5. That Plaintiff continuously performed its obligations under the Contract from November 1, 1978 until April 15, 1980.
16. That Plaintiff did not materially breach its obligations under the Contract or otherwise excuse performance by Defendant under the Contract.
17. That there was not a lack of, or failure of consideration received by Defendant for the Contract.

Appellant argues that Alamo’s failure to properly perform its obligations under the contract justified Appellant’s termination.

Appellant introduced testimony from several witnesses on the issue of Alamo’s failure to properly perform. The witnesses testified to torn, stained, and improper sized linens. Appellant’s witnesses testified that there were a substantial number of torn or stained sheets. There was also testimony that almost all of the sheets provided by Alamo were too short for the hospital beds. Appellant’s witnesses testified that these problems were substantial and continued over several months. Appel-lee introduced evidence which did acknowledge there was a problem with torn and stained sheets but that the problem was minor. Appellee argues that any “problem” with the service was not the reason Appellant terminated the contract.

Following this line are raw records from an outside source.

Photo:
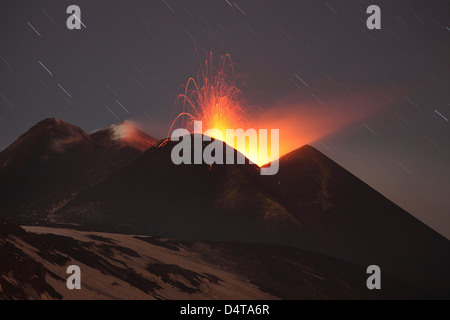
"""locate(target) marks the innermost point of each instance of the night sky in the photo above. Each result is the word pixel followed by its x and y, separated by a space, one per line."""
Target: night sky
pixel 389 88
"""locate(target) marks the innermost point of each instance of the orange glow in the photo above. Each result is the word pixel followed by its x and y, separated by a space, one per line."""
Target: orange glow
pixel 214 97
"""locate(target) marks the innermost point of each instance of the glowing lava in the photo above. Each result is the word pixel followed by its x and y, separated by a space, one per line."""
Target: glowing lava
pixel 215 98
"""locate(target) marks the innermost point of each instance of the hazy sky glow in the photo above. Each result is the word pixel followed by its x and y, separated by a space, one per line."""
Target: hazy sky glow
pixel 377 102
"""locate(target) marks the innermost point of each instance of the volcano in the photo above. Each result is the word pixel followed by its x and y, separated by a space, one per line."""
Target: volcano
pixel 56 174
pixel 54 160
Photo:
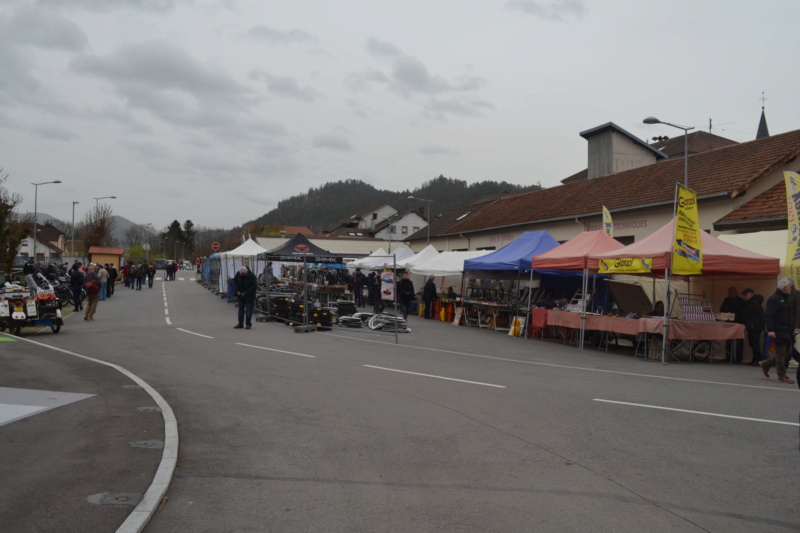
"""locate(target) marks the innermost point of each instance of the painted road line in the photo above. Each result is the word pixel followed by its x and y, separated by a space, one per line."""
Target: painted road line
pixel 437 377
pixel 274 350
pixel 698 412
pixel 567 367
pixel 141 514
pixel 193 333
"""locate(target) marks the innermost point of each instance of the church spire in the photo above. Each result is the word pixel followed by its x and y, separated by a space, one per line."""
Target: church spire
pixel 763 131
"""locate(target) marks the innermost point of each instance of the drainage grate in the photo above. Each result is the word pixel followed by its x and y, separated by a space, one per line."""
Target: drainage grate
pixel 109 498
pixel 152 444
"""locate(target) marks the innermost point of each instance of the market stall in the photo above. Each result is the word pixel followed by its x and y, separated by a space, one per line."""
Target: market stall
pixel 574 255
pixel 492 294
pixel 299 250
pixel 719 259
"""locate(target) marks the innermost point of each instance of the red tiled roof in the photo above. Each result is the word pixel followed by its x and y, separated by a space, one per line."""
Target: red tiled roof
pixel 724 171
pixel 768 208
pixel 106 250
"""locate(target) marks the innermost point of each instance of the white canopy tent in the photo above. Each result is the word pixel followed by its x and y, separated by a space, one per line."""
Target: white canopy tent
pixel 233 260
pixel 446 263
pixel 381 259
pixel 423 255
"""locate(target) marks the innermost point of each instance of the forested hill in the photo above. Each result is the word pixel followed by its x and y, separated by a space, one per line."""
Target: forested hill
pixel 320 208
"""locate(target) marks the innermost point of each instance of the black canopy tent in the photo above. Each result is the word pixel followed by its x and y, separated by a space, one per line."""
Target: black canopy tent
pixel 299 249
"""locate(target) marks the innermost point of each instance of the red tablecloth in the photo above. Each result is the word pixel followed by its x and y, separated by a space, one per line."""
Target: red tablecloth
pixel 678 329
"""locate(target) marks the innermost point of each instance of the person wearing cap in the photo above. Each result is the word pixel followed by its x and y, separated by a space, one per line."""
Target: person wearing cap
pixel 779 329
pixel 246 285
pixel 753 320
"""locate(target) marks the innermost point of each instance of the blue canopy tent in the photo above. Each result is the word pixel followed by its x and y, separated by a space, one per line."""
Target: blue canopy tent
pixel 516 256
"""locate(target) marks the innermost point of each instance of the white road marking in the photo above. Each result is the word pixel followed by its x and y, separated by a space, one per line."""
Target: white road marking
pixel 698 412
pixel 193 333
pixel 568 367
pixel 437 377
pixel 274 350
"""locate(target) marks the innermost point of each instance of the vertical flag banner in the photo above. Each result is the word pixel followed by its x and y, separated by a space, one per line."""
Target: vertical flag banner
pixel 608 225
pixel 687 252
pixel 792 180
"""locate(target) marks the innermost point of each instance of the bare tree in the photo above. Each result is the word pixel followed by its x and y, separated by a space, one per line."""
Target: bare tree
pixel 97 227
pixel 13 226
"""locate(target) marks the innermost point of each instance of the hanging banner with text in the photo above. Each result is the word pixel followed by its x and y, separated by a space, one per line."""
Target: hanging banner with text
pixel 625 265
pixel 792 180
pixel 687 250
pixel 608 224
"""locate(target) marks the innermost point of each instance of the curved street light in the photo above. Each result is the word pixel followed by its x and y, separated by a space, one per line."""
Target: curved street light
pixel 654 120
pixel 427 214
pixel 97 203
pixel 36 211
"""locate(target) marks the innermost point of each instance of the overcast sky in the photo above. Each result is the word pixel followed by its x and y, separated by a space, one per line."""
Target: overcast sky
pixel 215 110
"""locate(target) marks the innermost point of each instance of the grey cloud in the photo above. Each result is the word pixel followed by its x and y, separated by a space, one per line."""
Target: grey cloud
pixel 45 29
pixel 382 48
pixel 280 37
pixel 104 6
pixel 553 10
pixel 434 149
pixel 334 141
pixel 158 65
pixel 56 134
pixel 438 108
pixel 284 86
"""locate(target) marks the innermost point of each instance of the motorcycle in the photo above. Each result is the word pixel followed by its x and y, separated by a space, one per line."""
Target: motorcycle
pixel 31 305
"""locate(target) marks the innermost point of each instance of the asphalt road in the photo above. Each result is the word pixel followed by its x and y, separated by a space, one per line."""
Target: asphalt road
pixel 454 429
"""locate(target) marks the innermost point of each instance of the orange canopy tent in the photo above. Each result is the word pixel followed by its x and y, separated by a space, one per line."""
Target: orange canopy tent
pixel 719 257
pixel 574 255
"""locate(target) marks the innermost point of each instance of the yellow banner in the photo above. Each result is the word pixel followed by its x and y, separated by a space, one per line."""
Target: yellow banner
pixel 687 249
pixel 625 265
pixel 792 180
pixel 608 225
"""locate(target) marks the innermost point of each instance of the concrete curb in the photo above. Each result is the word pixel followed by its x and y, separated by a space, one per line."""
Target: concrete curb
pixel 142 513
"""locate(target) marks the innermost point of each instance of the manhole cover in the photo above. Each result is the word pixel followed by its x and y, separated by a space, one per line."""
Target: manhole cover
pixel 109 498
pixel 154 444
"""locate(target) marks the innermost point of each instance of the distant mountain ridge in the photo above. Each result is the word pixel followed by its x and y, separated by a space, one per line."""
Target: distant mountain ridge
pixel 321 208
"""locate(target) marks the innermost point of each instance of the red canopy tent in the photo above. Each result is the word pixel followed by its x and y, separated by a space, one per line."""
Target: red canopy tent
pixel 574 255
pixel 719 257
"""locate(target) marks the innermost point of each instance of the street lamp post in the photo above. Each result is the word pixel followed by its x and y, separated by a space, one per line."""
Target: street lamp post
pixel 147 242
pixel 654 120
pixel 427 214
pixel 36 211
pixel 97 202
pixel 73 229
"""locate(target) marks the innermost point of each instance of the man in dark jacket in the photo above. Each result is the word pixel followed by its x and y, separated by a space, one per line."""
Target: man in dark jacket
pixel 779 329
pixel 429 296
pixel 405 293
pixel 246 285
pixel 359 284
pixel 753 320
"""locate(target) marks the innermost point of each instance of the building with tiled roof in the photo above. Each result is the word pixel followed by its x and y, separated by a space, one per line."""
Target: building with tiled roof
pixel 640 200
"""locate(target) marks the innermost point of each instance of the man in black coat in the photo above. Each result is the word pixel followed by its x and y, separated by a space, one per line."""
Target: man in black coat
pixel 405 293
pixel 246 287
pixel 753 320
pixel 779 329
pixel 429 296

All of Appellant’s witnesses testified that the problem occurred and continued over a period of time that included the time for renewal of the contract. Appellee argues that if the problems were so substantial Appellant would not have allowed the contract to automatically renew in December, 1979.

The evidence was conflicting. We cannot say that the challenged finding and conclusions were erroneous as a matter of law. Looking at all the evidence and the inferences from the evidence, the evidence supporting the findings and conclusions of the trial court was not against the great weight and preponderance of the evidence. Appellant’s sixth point of error is overruled.

Point of error seven is that the trial court erred in awarding Appellee attorney’s fees of $10,000 for trial and additional fees of $15,000 in the event of appeal. Appellant argues there can be no award of attorney’s fees in the absence of an award of actual damages. This argument is predicated upon Appellant’s earlier points of error attacking the award of actual damages. Since Appellant’s arguments regarding the award of actual damages have been overruled, Appellant has failed to show that the award of attorney’s fees was error.

Appellant also complains that the award of fees in the case of appeal to the court of appeals and supreme court is improper because the fees were unconditionally awarded regardless of whether Ap-pellee was successful on appeal. Since Ap-pellee has been successful in this court, Appellant’s argument as to fees for appeal to the court of appeals fails to show that the error was harmful. TEX.R.CIV.P. 434. As to the award of attorney’s fees for appeal to the supreme court, the trial court should have awarded additional attorney’s fees only in the event of an unsuccessful appeal by Memorial City General Hospital Corporation. Siegler v. Williams, 658 S.W.2d 236 (Tex.App.—Houston [1st Dist.] 1983, no writ). As to the fees for appeal to the supreme court, Appellant’s seventh point of error is sustained. However, the trial court’s error in the wording of the award of attorney’s fees does not mandate that this case be reversed. Where a portion of a judgment relating to the manner of the award of attorney’s fees was unauthorized, the judgment may be modified on appeal so as to correct the award. See Maryland Casualty Company v. Hopper, 237 S.W.2d 411 (Tex.Civ.App.—El Paso 1950, no writ).

The judgment is modified to read in part that:

It is further ORDERED, ADJUDGED and DECREED that Plaintiff, CINTAS CORP. NO. 81, have and recover judgment against Defendant, MEMORIAL CITY GENERAL HOSPITAL CORPORATION, in the further amount of $7,500.00 in the event this case is unsuccessfully appealed by Defendant, Memorial City General Hospital Corporation, to the Supreme Court of Texas, together with postjudgment interest on such additional amount at the rate of ten percent (10%) per annum from the date of judgment herein until paid, for which let execution issue.

The judgment is affirmed as modified.